Dear readers, I do apologize for having gone AWOL from the blog. How embarrassing to see the date of the last entry. How patient of you to stick with me all this time and keep revisiting my site, even though it’s overgrown with ivy and thistles!
And another apology: I recently discovered a trove of emails from the website, some going back to 2009, that were somehow in the wrong folder. Some of them look familiar and I believe I answered them, but I’m not sure about the others. If you wrote me and I didn’t answer, please forgive me and write again. I did have some technical problems associated with the email and that has thrown everything off. It is fixed now. I promise!

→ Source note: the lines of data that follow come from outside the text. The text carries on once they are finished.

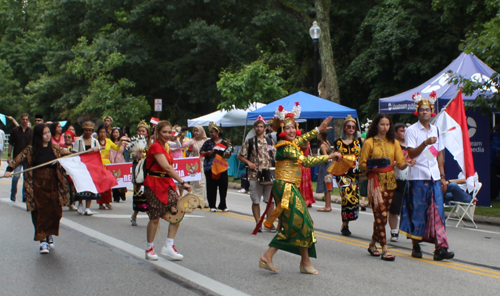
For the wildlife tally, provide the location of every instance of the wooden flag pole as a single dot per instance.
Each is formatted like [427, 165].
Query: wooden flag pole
[50, 162]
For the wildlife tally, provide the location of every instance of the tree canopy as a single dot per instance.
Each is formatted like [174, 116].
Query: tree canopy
[83, 59]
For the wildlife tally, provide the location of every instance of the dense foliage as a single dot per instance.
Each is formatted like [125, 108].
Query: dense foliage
[79, 59]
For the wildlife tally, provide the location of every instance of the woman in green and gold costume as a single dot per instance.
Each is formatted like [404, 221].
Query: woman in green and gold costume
[296, 233]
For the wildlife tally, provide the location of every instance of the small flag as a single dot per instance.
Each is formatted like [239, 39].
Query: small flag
[154, 120]
[88, 173]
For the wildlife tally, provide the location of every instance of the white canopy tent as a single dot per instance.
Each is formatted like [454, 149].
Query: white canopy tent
[225, 118]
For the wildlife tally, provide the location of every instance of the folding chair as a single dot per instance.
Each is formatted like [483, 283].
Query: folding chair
[460, 210]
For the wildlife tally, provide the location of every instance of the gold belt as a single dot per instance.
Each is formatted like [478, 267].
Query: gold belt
[289, 171]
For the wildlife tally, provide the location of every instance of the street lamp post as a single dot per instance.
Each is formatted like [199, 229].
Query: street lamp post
[315, 33]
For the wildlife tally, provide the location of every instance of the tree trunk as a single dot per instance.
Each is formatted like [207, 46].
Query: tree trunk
[328, 88]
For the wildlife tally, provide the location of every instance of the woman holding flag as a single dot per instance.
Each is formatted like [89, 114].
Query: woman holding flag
[47, 190]
[296, 232]
[216, 150]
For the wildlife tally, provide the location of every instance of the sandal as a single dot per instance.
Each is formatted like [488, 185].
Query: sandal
[324, 210]
[269, 266]
[373, 252]
[308, 270]
[386, 256]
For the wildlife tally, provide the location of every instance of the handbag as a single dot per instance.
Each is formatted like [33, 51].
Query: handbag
[265, 176]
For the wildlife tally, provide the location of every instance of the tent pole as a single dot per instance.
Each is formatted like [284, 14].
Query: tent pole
[444, 108]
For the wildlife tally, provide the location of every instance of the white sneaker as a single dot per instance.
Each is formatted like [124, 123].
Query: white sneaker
[151, 255]
[171, 253]
[50, 241]
[80, 209]
[44, 248]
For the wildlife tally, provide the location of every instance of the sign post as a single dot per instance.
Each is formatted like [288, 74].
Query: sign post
[158, 107]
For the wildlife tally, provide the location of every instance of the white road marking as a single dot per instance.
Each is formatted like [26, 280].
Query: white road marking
[197, 279]
[112, 216]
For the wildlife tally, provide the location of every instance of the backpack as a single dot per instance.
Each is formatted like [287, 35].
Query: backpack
[139, 170]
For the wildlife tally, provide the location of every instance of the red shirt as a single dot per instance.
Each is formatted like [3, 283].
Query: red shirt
[159, 186]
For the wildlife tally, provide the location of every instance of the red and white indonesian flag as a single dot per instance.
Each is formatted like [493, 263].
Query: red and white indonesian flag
[452, 124]
[88, 172]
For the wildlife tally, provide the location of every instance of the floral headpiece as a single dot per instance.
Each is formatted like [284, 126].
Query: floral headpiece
[143, 124]
[283, 117]
[419, 101]
[261, 119]
[212, 125]
[349, 118]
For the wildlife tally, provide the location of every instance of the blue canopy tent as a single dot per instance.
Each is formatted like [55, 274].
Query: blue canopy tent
[312, 107]
[470, 67]
[466, 65]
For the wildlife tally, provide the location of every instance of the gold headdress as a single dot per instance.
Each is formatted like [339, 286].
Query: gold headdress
[212, 125]
[283, 118]
[88, 125]
[349, 118]
[143, 124]
[419, 101]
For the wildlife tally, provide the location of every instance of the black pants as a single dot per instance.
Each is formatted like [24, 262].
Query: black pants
[212, 185]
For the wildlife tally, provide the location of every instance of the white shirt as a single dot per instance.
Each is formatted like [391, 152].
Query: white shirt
[463, 186]
[424, 169]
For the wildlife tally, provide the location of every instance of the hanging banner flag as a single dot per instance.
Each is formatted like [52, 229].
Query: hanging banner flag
[88, 173]
[453, 123]
[189, 169]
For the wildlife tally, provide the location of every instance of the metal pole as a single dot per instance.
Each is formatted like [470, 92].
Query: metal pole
[316, 56]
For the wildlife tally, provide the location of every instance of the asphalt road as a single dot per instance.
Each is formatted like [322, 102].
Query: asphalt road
[104, 255]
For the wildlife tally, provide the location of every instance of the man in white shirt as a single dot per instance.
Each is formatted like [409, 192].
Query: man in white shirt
[422, 212]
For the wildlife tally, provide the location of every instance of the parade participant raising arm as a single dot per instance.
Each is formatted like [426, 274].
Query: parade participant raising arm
[160, 192]
[296, 233]
[46, 188]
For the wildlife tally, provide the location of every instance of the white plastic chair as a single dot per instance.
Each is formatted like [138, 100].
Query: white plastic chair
[460, 210]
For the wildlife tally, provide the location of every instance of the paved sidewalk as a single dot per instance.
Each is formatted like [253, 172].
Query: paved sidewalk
[336, 199]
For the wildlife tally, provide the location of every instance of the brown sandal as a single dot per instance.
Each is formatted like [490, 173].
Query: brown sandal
[386, 256]
[373, 252]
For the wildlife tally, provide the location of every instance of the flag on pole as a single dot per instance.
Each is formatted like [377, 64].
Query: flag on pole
[88, 172]
[453, 127]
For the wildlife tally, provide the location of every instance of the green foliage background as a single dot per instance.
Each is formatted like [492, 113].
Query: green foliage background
[82, 59]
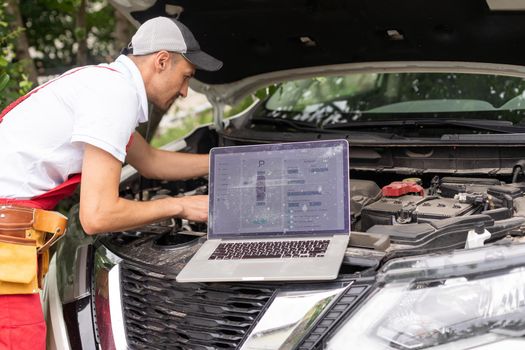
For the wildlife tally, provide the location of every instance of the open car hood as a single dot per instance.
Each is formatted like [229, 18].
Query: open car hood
[254, 37]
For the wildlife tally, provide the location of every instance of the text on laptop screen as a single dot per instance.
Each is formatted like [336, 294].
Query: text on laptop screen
[279, 189]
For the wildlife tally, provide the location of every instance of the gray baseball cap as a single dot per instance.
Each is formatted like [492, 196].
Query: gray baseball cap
[163, 33]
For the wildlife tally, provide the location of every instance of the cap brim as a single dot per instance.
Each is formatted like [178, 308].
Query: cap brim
[203, 61]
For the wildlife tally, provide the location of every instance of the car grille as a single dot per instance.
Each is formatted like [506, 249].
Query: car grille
[163, 314]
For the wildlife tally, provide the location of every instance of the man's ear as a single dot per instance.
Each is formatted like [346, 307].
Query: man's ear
[162, 60]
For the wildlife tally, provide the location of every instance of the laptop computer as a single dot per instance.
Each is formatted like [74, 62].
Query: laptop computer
[277, 212]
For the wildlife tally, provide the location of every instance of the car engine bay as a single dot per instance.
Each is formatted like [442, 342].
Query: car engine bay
[399, 217]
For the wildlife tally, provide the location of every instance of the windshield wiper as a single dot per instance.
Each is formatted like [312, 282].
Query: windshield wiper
[502, 126]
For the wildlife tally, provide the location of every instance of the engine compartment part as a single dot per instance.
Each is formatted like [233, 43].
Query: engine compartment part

I also want everyone to know that my long-wished novel about the Emperor Nero is now in progress. It will be published by New American Library, probably in late 2017. I’ve loved diving in to this project and I’ll be telling you more about it soon. There have recently been special exhibits in Rome and a cover story in the National Geographic about Nero, who didn’t fiddle while Rome burned, but sure did a lot of other things. In the meantime, please bear with me and know I appreciate your readership!
I’ve just been informed that my talk at the Tower is now sold out. Wow. It’s very exciting but now I can start to get nervous. Thanks to all of you who have signed up, and I look forward to seeing you.
I am thrilled to be speaking at the Tower of London on October first. I’ll be in the White Tower—that’s the square one in the middle, the oldest and original part—at 6:30 p.m. after the Tower closes for the night and the tourists depart. Lots of ghosts there, including the little princes who met their doom in 1483. I’ll be speaking about the things that happened in the Tower to Henry VIII and Elizabeth I that shaped their characters, especially during their childhoods. You can sip a drink at the reception, and there’ll be a booksigning afterward.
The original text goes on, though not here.